Verslag van de vergadering van 31 januari 2017 (2016/2017 nr. 16)
Status: gerectificeerd
Aanvang: 21.20 uur
De heer Engels i (D66):
Voorzitter. Ik dank de minister voor zijn reactie op onze inbreng. We hebben gedebatteerd over een wetsvoorstel met verstrekkende maatregelen en zeer uitgebreide en ruime bevoegdheden. Ik heb in mijn inbreng een aantal criteria voorgelegd. Ik moet echter constateren dat de minister op geen van die criteria een heel substantiële beweging in de richting van de fracties van D66 en de OSF heeft gemaakt. Ik zal dus met dat verhaal terug moeten naar mijn fractie en moeten rapporteren over wat de minister heeft gezegd op de punten van de meerwaarde en de noodzaak van de voorstellen. In de kern zegt hij: ik heb een volle gereedschapskist nodig; er kan twijfel zijn over de effectiviteit van bepaalde instrumenten, maar ik voel mij als minister comfortabel met een volle gereedschapskist met alle nijptangen die daarbij horen. Dat vinden onze fracties buitengewoon dun.
We hebben ook gesproken over de rechtsbescherming, die niet in alle opzichten optimaal is in verhouding tot het bijzondere karakter van deze wetsvoorstellen.

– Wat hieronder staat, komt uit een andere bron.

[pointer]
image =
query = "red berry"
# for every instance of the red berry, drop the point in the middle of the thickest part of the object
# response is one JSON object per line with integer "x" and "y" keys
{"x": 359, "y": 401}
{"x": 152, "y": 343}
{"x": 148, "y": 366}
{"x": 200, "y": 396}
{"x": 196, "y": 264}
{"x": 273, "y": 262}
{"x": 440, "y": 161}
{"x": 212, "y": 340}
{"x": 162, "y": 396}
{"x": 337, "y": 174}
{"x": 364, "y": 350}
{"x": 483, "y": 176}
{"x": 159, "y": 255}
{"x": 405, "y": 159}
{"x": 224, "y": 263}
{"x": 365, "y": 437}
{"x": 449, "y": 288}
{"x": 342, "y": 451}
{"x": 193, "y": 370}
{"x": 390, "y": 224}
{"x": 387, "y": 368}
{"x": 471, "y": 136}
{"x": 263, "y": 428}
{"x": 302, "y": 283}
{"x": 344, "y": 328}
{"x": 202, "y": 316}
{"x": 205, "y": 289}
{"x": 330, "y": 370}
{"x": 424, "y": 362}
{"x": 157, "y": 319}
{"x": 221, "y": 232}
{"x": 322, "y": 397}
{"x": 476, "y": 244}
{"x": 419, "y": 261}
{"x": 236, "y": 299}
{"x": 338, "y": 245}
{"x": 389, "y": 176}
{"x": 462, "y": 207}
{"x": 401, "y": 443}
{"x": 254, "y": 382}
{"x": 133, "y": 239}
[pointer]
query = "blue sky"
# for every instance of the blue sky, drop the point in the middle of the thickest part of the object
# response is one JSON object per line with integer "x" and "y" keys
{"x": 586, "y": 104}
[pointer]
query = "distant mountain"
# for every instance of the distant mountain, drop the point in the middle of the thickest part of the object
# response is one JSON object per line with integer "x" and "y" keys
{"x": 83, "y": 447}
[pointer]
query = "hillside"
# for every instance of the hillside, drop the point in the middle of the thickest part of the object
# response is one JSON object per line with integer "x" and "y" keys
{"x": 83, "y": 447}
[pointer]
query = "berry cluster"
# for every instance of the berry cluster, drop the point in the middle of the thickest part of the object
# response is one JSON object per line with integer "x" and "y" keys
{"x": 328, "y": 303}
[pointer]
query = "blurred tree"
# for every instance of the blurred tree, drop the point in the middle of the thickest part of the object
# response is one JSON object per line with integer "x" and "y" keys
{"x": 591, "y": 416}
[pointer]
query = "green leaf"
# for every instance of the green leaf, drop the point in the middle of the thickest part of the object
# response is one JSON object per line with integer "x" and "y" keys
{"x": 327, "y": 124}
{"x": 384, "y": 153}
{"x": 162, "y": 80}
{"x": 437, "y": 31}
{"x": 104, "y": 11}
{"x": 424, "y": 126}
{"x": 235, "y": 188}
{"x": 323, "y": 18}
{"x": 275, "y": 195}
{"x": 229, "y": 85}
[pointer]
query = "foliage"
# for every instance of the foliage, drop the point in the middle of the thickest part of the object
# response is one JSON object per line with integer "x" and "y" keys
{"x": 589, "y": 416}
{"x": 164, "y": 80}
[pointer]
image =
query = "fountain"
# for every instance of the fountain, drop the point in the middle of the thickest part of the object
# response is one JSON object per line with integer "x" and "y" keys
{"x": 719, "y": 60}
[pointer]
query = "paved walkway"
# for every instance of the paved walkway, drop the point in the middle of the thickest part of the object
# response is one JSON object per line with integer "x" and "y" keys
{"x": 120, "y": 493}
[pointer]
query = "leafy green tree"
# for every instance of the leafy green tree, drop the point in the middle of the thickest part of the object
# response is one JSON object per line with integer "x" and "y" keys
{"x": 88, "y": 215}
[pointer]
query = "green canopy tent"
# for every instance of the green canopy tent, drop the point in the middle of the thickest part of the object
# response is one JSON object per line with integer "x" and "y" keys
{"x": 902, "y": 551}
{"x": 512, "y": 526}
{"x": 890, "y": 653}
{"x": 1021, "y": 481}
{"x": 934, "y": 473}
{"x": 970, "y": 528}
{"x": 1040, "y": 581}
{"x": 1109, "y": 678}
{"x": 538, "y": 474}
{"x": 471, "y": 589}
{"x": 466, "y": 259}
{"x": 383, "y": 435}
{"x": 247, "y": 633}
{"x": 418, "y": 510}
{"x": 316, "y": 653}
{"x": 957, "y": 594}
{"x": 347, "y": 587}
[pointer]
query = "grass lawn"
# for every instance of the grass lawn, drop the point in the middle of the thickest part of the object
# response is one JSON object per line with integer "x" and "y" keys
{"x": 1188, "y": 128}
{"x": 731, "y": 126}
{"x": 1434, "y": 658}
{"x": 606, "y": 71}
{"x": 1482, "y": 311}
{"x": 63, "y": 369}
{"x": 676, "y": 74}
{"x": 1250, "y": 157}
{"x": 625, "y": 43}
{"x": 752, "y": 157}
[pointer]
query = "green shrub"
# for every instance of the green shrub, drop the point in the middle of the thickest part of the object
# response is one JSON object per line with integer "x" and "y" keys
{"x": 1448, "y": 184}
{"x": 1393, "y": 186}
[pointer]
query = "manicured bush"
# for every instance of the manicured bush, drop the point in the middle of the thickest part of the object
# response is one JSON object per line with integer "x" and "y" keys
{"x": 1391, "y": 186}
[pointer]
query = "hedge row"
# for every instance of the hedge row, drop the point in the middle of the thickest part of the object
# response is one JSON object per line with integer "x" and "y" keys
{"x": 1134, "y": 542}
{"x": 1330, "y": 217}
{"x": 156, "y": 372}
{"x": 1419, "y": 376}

Ook daarvan heeft de minister gezegd dat hij niet bereid is om daar naar aanleiding van vragen van onze fracties verandering in aan te brengen of dat te overwegen. Ik moet constateren dat over met name beide voorstellen voor de bestuurlijke maatregelen en het afnemen van het Nederlandschap en de daarbij toepasselijke wettelijke regelingen niet meer duidelijkheid is gekomen dan er al was. Vandaag zijn onze fracties op dit punt niet veel wijzer geworden. Ten aanzien van de effectiviteit van de maatregelen blijf ik bij wat ik in mijn interrupties ook al heb gezegd: dat het mij buitengewoon merkwaardig voorkomt om te denken dat potentiële terroristen onder de indruk zouden zijn van een aantal van deze maatregelen. Daarmee doel ik vooral op de instrumenten die uit de voetbalwet afkomstig zijn. In het kader van de effectiviteit van het voorstel om het Nederlanderschap in te trekken, wijs ik op het punt dat de heer Schrijver heeft ingebracht over de resolutie van de Verenigde Naties.
De twijfels die bij mij aan het begin van het debat bestonden, zijn niet weggenomen. We zullen nog een fractieberaad hebben, maar ik vermoed dat ik niet met veel enthousiasme en een positieve inbreng mijn fractie zal voorstellen om deze wetsvoorstellen te steunen.